Adopting cryptocurrency may threaten financial stability in the emerging market, says IMF
The International Monetary Fund said on Friday that the advent of digital currency in digital markets can give rise to the “cryptocurrency” of local economies, potentially damaging exchange and capital controls and worries financial stability.
Bitcoin and its relatives have grown in value and popularity over the past year, with emerging trends emerging in emerging market economies such as Vietnam, India, and Pakistan, US blockchain researcher Chainalysis according to.
Cryptocurrencies offer, in theory, an inexpensive and fast way to send money across borders. Predators say digital tokens such as stabilized coins can also help protect savings from high inflation or fluctuations in local currencies.
In September, El Salvador became the first country in the world to adopt Bitcoin as a legal tender, sending donors billions of dollars in remittances to the Central American nation to spend less on helping veterans.
The IMF has said that wrong economic policies and poor payment systems are among the drivers of cryptocurrency adoption in emerging economies, with the lure of fast gains which has also excited investors around the world.
But the IMF said it was difficult to find the right level of cryptocurrency adoption in emerging economies.
Funds have been added such as low reliance on central banks and weak domestic banking systems that can fuel “depolarization” and also help in the use of cryptocurrencies, the fund added.
Depolarization is where a foreign currency – usually a US currency – is used in addition, or instead, a foreign currency. Drivers of high inflation or foreign currency volatility are among the drivers.

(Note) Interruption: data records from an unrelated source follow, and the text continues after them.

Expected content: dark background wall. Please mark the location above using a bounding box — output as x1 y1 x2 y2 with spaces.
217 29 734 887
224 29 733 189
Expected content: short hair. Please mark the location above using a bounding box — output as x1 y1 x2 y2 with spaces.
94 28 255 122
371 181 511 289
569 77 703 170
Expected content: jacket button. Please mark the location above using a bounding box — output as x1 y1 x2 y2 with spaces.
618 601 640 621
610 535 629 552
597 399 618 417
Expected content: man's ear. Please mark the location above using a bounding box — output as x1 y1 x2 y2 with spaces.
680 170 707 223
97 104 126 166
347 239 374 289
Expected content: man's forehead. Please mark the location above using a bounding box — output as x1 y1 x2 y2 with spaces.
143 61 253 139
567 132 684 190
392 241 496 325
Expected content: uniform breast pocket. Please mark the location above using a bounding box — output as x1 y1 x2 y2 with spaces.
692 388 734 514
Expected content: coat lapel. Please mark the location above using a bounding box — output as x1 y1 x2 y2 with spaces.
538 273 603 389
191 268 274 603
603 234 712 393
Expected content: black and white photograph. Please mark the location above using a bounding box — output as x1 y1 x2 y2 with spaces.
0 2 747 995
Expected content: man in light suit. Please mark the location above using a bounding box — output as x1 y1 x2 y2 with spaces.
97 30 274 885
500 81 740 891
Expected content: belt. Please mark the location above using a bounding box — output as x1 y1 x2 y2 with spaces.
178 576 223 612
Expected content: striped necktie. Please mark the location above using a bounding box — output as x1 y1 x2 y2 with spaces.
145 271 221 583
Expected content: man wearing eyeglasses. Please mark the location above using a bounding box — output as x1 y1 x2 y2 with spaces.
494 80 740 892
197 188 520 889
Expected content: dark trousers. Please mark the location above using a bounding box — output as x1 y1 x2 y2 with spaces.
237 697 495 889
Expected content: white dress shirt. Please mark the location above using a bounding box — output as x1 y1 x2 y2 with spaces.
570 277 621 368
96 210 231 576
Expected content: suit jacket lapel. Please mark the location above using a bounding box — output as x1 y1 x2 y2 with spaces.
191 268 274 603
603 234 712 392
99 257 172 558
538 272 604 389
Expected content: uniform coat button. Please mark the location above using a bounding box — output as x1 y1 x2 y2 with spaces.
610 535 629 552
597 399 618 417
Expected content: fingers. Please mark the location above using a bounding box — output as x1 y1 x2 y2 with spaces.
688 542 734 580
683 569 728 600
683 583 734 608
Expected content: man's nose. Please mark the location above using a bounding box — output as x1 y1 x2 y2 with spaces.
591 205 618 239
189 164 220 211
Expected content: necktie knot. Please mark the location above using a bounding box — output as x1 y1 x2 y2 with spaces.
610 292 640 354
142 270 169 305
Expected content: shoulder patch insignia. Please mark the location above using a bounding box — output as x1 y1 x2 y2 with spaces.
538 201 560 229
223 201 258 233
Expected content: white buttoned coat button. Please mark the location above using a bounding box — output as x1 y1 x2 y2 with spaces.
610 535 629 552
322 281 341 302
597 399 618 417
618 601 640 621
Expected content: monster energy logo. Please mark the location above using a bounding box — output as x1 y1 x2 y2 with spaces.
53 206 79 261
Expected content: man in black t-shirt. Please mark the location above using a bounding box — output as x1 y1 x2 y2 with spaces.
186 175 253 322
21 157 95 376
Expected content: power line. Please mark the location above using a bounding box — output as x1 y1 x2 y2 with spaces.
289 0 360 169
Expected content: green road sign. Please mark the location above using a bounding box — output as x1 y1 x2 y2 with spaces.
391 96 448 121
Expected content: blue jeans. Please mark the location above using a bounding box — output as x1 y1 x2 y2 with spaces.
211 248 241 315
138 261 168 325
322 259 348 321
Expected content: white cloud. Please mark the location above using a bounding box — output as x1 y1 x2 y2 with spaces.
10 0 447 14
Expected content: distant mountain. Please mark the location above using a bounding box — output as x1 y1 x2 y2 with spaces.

The IMF says broad adoption of stable coins – digital tokens designed to keep a stable price and have been seen as useful for saving and trading – can also pose significant challenges by strengthening existing depolarization forces.
“Delegation can hamper the effective implementation of the central bank’s monetary policy and give rise to the risk of financial stability through currency imbalances on banks, firms, and households’ balance sheets,” he said.
IFW added that “cryptocurrency” can also be a threat to monetary policy, as digital assets are potentially facilitating tax evasion.
The Fund emphasized on developing nations to strengthen macroeconomic policies and that the Central Bank should consider the possible benefits of issuing digital currency as a response to the rise of crypto.